In a letter to fellow council member Jose Huizar, Ryu says the Planning Commission approved the project in July without “meaningfully addressing the single most important community concern: height.”
Huizar is the president of the city’s Planning and Land Use Committee, which is scheduled to vote tomorrow on a number of appeals filed against Gehry’s project after it was approved by the Planning Commission.
Gehry is designing the project for developer Townscape Partners, which wants to construct five new buildings—with housing, a new bank, a public plaza, restaurant, and bank—on the eastern edge of the Sunset Strip, between Havenhurst and Crescent Heights.
Townscape Partners has agreed to set aside 15 percent of its 249 housing units for tenants with low incomes in exchange for constructing buildings with a higher “floor area ratio” (or density) than what is allowed under the city’s zoning codes.
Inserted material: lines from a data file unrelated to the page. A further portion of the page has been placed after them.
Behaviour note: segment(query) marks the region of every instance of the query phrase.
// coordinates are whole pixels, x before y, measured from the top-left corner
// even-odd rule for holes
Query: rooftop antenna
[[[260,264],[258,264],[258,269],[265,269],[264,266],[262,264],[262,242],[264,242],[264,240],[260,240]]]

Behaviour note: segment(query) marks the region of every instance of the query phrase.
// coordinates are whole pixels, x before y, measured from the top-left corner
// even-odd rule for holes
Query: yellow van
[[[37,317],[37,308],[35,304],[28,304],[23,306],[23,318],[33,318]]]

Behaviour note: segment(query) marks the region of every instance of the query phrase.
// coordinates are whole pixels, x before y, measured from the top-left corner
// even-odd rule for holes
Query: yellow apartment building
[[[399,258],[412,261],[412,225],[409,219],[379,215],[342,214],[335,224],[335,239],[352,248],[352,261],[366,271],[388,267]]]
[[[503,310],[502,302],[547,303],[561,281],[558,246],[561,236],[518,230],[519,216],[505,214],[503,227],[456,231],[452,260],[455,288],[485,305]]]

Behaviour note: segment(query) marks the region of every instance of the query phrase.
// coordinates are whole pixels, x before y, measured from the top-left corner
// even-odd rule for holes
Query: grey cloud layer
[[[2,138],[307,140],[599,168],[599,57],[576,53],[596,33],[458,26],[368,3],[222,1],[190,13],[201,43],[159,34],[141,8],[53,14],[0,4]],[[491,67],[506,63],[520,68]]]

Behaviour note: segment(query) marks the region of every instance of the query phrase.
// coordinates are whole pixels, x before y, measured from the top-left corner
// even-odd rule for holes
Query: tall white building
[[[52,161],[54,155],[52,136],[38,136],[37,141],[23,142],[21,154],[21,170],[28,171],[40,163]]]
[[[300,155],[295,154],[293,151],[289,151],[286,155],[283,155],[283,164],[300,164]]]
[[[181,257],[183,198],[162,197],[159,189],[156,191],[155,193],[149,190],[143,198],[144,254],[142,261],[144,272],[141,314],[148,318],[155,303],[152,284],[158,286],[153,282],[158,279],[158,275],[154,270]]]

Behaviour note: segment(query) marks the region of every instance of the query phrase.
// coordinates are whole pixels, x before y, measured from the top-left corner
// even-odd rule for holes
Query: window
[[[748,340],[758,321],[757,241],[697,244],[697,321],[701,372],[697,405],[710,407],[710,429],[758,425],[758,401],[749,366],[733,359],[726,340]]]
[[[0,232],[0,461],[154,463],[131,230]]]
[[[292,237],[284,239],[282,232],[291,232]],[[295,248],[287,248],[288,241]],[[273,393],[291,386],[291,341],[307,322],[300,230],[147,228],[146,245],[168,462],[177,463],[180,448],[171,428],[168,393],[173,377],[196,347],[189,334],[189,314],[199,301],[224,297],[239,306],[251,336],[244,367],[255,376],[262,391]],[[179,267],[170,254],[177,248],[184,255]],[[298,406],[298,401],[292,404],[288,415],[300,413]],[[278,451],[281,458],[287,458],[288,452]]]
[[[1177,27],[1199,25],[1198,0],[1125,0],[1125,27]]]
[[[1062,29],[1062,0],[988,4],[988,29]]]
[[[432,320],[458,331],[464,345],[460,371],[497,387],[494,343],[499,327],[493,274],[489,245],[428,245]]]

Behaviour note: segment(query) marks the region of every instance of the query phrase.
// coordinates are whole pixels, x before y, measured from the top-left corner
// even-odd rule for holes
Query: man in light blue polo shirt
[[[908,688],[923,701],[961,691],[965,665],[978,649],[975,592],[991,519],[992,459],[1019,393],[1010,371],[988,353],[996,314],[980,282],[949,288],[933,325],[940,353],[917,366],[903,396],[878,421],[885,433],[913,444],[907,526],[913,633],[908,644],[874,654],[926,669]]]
The letter is his most aggressive to date. In it, he spells out specific demands, saying he will only support the project if:
- The height of the tallest building is reduced 20 to 30 percent from 234 feet
- More units are set aside for low-income tenants
- If the committee talks about options for preserving, instead of demolishing, the 1960s Chase Bank building on the site
- The number of parking spaces is increased to 494
- Sidewalks on Sunset Boulevard are widened to 15 feet.
Residents who live in and around the Sunset Strip have called on Ryu to scale back the development, which they say has the potential to make traffic in their already jammed neighborhood worse. Lawn signs have sprouted in the neighborhood, saying “Councilman Ryu STOP 1850 Sunset!”
It remains to be seen how much sway Ryu’s latest letter will have on the Planning and Land Use Committee, but, as Miracle Mile Association President James O’Sullivan, a vocal critic of the project, has pointed out: “The city council has a long history of not opposing the vote of a councilmember on a project in their district.”
The City Council will vote on the project after the Planning and Land Use Committee, a spokesman for Ryu says.